Actions Have Consequences. I wonder what policymakers thought would happen when you shut down an economy, flood it full of money, then try to turn everything back on? Clearly, economists were not seeing things clearly.
In July of 2020, most economists were not expecting trillions of dollars in economic stimulus to create inflation - that was the headline, at least. And yet, that's exactly what happened. For months and months the Fed tried to convince everyone that things were A-ok. I thought it helpful to go back and look at previous posts to see if I was seeing things different. In a Market Musings post in December of 2020 I noted, "We believe the Fed will struggle next year with inflation as they try to keep the Fed Funds Rate low with high unemployment through the first two quarters of next year.” At least I didn't turn out to be crazy based on that little nugget.
Now that we know that the Fed is behind the curve on inflation, Fed governors have been outspoken this week about larger-than-expected rate hikes. In fact, that market is beginning to price in a 75 basis point hike as St. Louis governor Bullard hinted to this week.
The market was moving higher rather nicely until the Fed decided they needed to be outspokenly hawkish. For the first time, implied futures on the next Fed meeting in May now show a 2% probability of a 75 basis point rate hike. While the 10-year Treasury yield is down today, the 2-year Treasury yield is up on the recent Fed comments. It's unclear if the Fed is now speaking so hawkish as to cool markets or if their intention is to actually raise rates 75 basis points at the next meeting. What is clear is that investors, who haven't faced this much of an increase in inflation and interest rates at the same time in over 40 years are finding it difficult to cope.
What Are Investors To Do? The best advice is not to panic.

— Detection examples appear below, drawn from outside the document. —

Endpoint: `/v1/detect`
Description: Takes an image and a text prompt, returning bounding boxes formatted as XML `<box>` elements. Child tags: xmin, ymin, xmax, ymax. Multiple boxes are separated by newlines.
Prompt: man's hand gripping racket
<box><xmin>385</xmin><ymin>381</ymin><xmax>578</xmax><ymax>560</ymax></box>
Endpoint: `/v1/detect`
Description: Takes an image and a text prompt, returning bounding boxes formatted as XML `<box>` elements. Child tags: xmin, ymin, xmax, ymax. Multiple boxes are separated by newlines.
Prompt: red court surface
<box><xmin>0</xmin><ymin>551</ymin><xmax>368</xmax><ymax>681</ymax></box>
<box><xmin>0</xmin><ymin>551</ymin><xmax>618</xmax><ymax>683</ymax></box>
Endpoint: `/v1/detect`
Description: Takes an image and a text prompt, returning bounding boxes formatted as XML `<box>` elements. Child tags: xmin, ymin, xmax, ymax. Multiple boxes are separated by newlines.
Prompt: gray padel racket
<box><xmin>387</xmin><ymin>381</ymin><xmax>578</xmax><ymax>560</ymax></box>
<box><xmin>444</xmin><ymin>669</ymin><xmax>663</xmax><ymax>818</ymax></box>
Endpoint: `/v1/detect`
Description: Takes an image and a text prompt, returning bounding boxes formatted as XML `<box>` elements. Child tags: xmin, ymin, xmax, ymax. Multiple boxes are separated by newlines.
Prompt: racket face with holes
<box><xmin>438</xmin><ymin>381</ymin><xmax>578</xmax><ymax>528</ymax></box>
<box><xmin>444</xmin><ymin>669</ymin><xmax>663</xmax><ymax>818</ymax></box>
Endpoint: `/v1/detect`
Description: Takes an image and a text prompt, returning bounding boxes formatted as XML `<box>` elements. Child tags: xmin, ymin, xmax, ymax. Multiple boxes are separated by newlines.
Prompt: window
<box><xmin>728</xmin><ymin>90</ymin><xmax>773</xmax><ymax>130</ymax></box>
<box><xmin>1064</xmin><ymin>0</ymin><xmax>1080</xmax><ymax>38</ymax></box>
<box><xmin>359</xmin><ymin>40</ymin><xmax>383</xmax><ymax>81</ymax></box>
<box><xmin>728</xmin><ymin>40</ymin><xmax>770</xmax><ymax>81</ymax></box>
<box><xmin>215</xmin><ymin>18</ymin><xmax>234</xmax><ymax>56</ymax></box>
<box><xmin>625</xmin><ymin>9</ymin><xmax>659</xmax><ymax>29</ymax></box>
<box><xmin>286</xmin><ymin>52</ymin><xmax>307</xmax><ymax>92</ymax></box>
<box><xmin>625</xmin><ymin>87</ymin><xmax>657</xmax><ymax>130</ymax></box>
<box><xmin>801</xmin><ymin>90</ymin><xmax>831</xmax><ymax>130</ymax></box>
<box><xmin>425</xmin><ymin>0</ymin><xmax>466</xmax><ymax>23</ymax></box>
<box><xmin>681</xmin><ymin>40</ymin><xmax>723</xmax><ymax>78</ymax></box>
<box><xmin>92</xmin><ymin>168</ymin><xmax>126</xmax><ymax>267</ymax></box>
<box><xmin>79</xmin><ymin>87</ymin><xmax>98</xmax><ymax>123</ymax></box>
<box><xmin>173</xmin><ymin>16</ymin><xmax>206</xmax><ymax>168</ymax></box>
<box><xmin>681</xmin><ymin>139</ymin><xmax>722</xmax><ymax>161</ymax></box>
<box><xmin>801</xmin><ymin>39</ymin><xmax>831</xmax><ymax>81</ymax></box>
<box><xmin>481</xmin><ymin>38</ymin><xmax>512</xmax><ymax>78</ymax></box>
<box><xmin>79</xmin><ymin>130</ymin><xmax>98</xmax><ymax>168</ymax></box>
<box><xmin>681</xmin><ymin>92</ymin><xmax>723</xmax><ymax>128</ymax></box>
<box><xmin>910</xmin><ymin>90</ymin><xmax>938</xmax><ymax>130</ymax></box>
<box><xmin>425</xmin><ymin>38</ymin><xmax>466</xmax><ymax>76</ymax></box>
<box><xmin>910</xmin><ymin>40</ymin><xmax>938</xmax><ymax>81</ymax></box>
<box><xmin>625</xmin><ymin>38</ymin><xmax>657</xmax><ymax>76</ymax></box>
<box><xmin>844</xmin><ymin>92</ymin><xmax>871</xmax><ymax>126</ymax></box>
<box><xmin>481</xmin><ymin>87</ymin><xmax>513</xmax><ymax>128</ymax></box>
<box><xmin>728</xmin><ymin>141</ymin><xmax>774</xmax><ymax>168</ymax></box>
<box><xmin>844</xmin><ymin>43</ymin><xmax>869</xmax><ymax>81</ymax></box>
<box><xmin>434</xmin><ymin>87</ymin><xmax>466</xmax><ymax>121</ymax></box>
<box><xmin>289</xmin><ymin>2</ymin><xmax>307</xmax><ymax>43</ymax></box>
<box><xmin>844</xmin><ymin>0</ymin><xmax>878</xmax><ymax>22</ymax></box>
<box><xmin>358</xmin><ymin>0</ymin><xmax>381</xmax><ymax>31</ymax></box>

Overall, there is little evidence of a recession on the immediate horizon. The economic data released this week has been on par with previous weeks - mixed.
Building Permits and Housing Starts were both higher than expected and higher month-over-month. Continued Claims dropped, while Initial Jobless Claims were more than expected but lower month-over-month. The Fed's Beige Book showed "moderate economic growth" and the Redbook Sales (YoY) were higher (displaying the strength of the U.S. consumer). The Fed's own measurements of economic stability are evident when we move back to see the "forest for the trees."
The St. Louis Fed's "Financial Stress Index" is near all-time lows. As a refresher, when that index is below zero, that means that there is very little stress in the U.S. financial system. Right now, that index is -1.22. The Chicago Fed's "National Financial Conditions Index" is showing loose financial conditions. Similar to the Financial Stress Index, when the NFCI is below zero that means there is less stress in the system. Right now the NFCI is -0.38. So, the best course of action right now is to stick to your financial plan and investment strategy. There may be some volatility ahead, but making dramatic changes to your overall investment portfolio at this stage is unnecessary.